4 Comments on “RD Congo – 2016 : Et si la présidentielle n’avait pas lieu ? – B. Musavuli”
Foxtrot
says:Perspective sombre pour notre pays mais très probable.
Je me suis toujours demandé pourquoi les dirigeants ne sont pas inspirés par leurs prédécesseurs. La plupart des dirigeants qui ont servis sous la Deuxième République et qui sont aux affaires actuellement n’ont absolument pas retenus la leçon de l’exil et de la justice populaire; ils veulent s’éterniser au pouvoir et induisent le Président dans l’erreur comme ils l’ont fait avec le Maréchal Mobutu, tout en sachant que celui-ci sera le seul comptable des ses erreurs politiques.

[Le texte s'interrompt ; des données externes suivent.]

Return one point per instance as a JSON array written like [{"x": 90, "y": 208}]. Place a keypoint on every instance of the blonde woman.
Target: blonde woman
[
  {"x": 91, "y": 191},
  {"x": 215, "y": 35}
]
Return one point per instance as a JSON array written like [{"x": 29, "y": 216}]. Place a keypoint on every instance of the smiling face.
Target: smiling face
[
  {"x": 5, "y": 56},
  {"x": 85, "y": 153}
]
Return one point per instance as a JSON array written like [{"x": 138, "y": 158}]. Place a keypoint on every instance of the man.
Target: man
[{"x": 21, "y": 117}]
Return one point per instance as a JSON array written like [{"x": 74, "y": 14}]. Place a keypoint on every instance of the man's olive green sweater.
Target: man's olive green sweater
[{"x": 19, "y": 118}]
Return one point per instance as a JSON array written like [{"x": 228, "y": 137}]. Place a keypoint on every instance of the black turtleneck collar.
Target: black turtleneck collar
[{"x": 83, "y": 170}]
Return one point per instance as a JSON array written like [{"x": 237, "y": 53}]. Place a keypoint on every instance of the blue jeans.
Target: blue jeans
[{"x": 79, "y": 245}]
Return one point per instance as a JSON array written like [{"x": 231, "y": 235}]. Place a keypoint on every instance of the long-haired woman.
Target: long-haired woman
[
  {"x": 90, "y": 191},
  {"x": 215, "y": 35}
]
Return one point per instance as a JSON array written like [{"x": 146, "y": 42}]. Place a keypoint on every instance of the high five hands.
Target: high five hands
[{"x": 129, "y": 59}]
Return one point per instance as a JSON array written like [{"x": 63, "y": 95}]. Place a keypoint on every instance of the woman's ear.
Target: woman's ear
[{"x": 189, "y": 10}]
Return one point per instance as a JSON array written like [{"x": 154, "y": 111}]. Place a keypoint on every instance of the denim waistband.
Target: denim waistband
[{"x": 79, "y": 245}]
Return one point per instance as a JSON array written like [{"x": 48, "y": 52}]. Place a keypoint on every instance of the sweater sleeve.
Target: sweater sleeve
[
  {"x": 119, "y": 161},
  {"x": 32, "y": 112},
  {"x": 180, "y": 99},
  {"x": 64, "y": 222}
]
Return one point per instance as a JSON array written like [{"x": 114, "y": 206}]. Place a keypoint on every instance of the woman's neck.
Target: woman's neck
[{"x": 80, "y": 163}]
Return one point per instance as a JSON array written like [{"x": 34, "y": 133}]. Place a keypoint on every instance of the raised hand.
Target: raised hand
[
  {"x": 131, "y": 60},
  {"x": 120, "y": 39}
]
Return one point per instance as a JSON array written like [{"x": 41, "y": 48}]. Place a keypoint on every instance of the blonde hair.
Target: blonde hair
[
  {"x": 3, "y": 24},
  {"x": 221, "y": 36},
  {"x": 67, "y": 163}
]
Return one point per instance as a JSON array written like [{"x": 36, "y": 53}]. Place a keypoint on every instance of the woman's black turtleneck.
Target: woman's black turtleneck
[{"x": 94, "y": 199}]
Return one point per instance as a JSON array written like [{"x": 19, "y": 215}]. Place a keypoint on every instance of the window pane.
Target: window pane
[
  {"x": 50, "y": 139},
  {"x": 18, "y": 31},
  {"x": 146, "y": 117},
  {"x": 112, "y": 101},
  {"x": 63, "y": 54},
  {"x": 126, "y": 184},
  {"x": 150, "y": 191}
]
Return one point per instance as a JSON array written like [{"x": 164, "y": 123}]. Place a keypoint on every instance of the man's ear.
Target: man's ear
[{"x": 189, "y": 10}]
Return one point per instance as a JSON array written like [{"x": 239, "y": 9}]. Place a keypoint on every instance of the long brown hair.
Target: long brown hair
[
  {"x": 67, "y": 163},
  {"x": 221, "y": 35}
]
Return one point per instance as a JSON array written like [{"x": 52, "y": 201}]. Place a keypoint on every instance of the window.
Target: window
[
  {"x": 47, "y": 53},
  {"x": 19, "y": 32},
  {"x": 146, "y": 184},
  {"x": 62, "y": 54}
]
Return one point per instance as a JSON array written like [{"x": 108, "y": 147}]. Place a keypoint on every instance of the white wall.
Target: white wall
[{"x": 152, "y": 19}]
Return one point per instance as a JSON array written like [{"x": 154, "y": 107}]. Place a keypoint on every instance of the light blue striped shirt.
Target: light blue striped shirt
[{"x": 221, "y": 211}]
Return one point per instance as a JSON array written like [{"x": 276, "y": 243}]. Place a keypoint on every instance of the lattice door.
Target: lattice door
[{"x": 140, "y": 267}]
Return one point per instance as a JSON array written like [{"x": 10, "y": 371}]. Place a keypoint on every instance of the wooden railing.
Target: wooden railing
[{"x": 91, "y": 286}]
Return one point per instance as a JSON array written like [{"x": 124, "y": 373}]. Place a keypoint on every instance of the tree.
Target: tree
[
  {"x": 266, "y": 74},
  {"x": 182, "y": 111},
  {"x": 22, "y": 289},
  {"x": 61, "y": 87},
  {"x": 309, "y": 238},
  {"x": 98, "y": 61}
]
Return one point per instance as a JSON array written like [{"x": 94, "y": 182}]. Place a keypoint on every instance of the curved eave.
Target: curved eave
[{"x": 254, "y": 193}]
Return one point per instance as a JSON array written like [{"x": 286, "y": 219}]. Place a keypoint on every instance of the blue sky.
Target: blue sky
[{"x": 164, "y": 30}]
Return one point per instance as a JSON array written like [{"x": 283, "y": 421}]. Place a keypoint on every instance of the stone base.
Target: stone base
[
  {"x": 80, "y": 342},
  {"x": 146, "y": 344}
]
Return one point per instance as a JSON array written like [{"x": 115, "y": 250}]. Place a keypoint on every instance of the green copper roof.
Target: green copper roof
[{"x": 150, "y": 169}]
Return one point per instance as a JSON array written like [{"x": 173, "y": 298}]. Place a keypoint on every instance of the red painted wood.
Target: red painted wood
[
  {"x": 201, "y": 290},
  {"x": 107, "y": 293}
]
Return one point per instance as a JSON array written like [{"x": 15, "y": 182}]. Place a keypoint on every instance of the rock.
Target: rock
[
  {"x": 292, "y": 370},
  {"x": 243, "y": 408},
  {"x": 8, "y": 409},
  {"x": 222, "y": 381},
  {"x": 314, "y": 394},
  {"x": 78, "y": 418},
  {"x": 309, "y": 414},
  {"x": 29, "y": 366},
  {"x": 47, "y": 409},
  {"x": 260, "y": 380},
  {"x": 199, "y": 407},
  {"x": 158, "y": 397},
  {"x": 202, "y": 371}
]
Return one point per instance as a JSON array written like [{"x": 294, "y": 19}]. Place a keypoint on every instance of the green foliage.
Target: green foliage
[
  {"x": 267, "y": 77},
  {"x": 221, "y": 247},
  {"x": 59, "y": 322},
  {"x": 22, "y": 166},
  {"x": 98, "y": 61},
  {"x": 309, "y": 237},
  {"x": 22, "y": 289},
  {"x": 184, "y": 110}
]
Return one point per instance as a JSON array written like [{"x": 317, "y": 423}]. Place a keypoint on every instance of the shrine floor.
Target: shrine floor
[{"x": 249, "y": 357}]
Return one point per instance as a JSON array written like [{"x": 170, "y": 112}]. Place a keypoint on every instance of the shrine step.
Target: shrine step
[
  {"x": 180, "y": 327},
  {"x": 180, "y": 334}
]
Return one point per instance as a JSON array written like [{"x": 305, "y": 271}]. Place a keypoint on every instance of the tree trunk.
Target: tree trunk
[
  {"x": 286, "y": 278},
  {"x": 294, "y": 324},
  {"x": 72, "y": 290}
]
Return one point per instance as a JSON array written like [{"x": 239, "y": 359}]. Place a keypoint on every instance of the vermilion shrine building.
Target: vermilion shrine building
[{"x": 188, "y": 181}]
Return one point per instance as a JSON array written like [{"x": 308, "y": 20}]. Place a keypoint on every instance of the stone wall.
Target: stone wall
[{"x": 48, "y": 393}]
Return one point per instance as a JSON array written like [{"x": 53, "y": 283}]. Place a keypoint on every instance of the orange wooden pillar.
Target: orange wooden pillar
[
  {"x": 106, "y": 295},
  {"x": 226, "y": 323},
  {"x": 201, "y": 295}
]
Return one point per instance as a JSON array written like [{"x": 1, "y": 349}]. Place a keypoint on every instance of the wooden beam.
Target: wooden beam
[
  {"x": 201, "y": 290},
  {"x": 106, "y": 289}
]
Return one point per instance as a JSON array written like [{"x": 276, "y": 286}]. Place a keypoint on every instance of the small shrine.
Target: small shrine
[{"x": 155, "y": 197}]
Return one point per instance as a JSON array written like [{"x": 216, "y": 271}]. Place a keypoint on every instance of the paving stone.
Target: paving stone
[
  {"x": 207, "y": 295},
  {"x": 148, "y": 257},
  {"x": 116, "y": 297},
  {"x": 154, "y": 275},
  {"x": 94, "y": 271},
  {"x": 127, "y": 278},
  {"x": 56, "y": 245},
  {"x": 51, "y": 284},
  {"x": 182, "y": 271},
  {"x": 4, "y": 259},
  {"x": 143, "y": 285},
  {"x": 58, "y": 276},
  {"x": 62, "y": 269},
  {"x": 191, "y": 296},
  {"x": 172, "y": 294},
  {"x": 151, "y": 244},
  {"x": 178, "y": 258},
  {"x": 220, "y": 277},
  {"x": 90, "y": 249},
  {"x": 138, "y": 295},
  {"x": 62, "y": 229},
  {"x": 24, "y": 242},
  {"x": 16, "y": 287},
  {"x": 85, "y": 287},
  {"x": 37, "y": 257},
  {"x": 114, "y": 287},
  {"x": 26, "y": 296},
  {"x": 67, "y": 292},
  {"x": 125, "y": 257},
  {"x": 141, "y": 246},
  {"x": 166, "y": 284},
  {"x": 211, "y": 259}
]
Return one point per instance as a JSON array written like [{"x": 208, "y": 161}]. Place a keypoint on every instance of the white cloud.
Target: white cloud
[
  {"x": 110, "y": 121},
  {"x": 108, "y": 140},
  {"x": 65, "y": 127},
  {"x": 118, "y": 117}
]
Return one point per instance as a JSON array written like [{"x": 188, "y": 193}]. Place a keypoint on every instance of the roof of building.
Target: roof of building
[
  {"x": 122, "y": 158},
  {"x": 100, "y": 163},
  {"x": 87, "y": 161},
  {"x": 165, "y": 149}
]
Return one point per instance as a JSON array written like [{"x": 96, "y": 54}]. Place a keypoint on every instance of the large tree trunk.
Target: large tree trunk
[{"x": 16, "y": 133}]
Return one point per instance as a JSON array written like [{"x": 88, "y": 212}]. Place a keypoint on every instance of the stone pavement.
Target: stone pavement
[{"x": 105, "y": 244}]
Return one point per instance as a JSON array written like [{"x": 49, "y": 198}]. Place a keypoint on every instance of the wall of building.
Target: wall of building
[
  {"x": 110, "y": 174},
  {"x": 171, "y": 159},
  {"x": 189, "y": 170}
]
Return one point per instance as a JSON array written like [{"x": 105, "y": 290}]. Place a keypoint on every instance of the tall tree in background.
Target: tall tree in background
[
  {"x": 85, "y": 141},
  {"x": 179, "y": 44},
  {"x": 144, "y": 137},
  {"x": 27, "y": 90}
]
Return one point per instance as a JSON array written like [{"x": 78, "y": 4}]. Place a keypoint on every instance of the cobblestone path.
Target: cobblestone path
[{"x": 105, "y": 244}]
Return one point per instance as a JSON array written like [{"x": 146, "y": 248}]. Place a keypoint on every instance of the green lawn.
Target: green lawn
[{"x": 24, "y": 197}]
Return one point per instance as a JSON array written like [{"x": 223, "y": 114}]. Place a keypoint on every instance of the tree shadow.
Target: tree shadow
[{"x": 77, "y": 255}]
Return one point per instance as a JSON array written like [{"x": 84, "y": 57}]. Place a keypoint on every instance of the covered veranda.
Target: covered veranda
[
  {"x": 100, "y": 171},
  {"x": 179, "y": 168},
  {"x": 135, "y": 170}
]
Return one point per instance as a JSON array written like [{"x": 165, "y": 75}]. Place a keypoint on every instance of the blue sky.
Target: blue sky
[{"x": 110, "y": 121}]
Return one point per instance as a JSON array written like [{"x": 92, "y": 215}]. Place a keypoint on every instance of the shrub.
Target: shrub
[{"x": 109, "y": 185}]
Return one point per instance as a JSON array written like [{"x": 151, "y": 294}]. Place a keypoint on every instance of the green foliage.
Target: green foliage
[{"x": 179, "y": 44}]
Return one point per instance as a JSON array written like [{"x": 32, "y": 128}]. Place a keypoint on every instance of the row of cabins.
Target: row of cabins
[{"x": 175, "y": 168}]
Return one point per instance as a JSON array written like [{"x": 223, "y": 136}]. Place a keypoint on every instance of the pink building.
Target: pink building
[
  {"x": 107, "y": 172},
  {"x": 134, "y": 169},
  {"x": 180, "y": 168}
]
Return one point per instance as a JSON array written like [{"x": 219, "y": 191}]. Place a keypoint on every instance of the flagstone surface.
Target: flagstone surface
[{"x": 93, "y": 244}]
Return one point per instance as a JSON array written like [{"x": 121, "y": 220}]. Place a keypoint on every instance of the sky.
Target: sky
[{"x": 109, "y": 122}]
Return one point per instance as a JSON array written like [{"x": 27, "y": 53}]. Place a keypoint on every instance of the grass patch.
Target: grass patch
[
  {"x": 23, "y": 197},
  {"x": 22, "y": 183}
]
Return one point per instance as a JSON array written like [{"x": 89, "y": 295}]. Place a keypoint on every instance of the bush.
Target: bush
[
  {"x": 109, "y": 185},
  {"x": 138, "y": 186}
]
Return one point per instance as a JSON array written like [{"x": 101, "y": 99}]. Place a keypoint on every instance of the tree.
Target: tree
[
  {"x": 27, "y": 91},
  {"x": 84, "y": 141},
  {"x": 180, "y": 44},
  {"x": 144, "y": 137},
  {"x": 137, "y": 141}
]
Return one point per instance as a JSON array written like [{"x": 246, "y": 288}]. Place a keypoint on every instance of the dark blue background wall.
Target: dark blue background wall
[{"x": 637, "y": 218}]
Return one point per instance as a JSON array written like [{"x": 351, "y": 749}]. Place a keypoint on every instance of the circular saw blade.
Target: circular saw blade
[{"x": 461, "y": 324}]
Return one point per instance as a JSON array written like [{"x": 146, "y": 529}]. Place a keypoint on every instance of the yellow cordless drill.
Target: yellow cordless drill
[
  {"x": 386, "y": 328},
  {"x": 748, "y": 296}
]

Les conseilleurs ne sont pas les payeurs, dit-on.
KASEREKA MUKAMA
says:Belles analyses mon compatriote.
C’est à nous les élites de mobiliser la population pour que cela n’arrive pas, car on a tant souffert avec les autorités actuelles, les massacres de Beni ville et Territoire illustrent cette souffrance.
MUTSY
says:Cher ami.
En dépit de la pertinence que soulève la problématique du choix de la personne qui dirigera la rdcongo, vous vous perdez un peu dans vos analyses scolaires. Ne pas organiser les élections dans le délai risque de plonger ce pays dans le chaos, cela est impensable pour les pays occidentaux. D’autre part, les investisseurs que ce pays a connu jusqu’à ces jours sont de simples débrouillards arrivés sans sous au pays et les grands investisseurs ne viennent qu’avec les soutiens de leur gouvernement et celui des sociétés d’assurance donc ils ne perdent pas leur argent. Savez-vous quelque chose sur les FONDS D’INVESTISSEMENT ? Citer moi un seul au congo
Troll
says:2016? Sans élections en l´an 2016, la RDC risque de se retrouver dans une grande instabilité..bien avant 2016.. Ce que dès l´an prochain (2015), sans des « preuves » solides d´un commencement de la preparation des élections, l´instabilité va s´installer au pays. ¤ Il ya un facteur majeur qui peut soit accelerer ce processus d´instabilité soit attenuer les effets de l´instabilité: ** le dialogue basé sur la résolution de l´ONU¤¤
Ce « dialogue » est une porte de sortie diplomatique et politique pour ceux qui dirigent le Congo en ce moment. Une possibilité qu´ils peuvent saisir pour accepter de facto qu´il y aura « altenance » de gré ou de force. L´an 2015 risque d´être la fin de l´ère « AFDL » soit par une violence politique, soit pacifiquement** Ceux qui tentent de « repousser » l´alternance en 2016, devraient se dire qu´ils peuvent-être forcés par des circonstances exterieures et interieures dès 2015 á quitter le pouvoir.